Breakdown by Campaign Tier

Prospecting (Broad + LAL): 55% of total sales. The 3% Bangladesh Lookalike outperformed all other ad sets with a 4.8x ROAS. Broad targeting plus 1% LAL combined delivered a 3.6x ROAS. The key insight: the Value-Based Lookalike (top 20% customers) delivered a 5.2x ROAS with a BDT 2,800+ AOV — significantly higher than other segments.

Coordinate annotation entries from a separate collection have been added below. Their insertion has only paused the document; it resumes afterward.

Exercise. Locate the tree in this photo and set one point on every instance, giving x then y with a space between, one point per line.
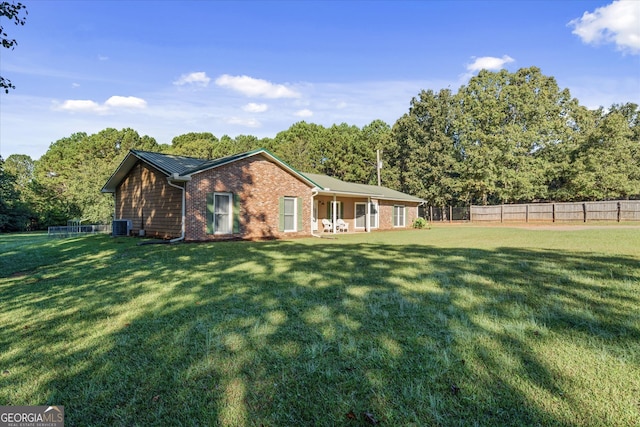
14 215
425 149
13 12
21 166
301 146
608 163
506 119
74 169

Retargeting (Website + Engaged): 30% of total sales at 6.1x ROAS. The Add to Cart retargeting (1–7 days) was the highest-converting ad set at 7.3x ROAS. View Content retargeting delivered a 4.5x ROAS. Video viewers converted at 3.8x ROAS.

Retention (Past Customers): 15% of total sales at 8.5x ROAS. Cross-sell campaigns to past customers were extremely efficient, with the highest ROAS of any segment. The referral campaign generated 47 new customers in the first 60 days at a CPA of only BDT 85.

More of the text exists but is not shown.